Museum of Modern Literature

The new museum is located in Marbach’s scenic park, on top of a rock plateau overlooking the valley of the Neckar River. As the birthplace of the dramatist Friedrich Schiller, the town’s park already holds the National Schiller Museum, built in 1903, and the Archive for German Literature, built in the 1970s.

Displaying artefacts from the extensive 20th century collection from the Archive for German Literature, notably the original manuscripts of Franz Kafka’s “The Trial” and Alfred Döblin’s “Berlin Alexanderplatz”, the museum will also provide panoramic views across and over the distant landscape.
Embedded in the topography, the volume of the new museum reveals different elevations depending on the context. By utilising the steep slope of the site, terraces allow for the creation of very different characters – an intimate, shaded entrance on the brow of the hill facing the National Schiller Museum with its forecourt and park, and a grander, more open series of tiered spaces facing the valley below. A pavilion-like volume is located on the highest platform of the terraces, providing the entrance to the museum.
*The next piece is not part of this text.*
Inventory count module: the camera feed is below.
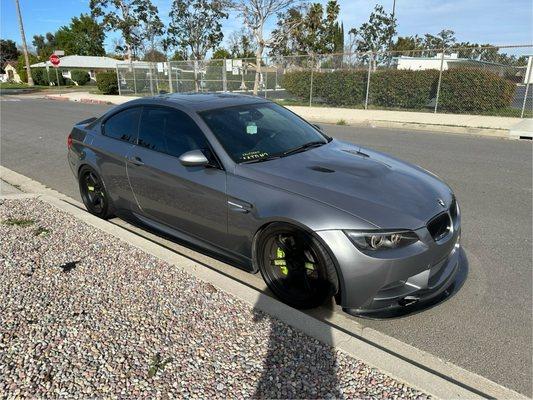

The interiors of the museum reveal themselves the more one descends down through the loggia, foyer and staircase spaces, preparing the visitor for the dark timber-panelled exhibition galleries, illuminated only by artificial light due to fragility and sensitivity of the works on display. At the same time, each of these environmentally controlled spaces borders onto a naturally lit gallery, so as to balance views inward to the composed, internalised world of texts and manuscripts with the green and scenic valley the other side of the glass. A clearly defined material concept using solid materials (fair-faced concrete, sandblasted reconstituted stone with limestone aggregate, limestone, wood, felt and glass) gives the calm, rational architectural language a sensual physical presence.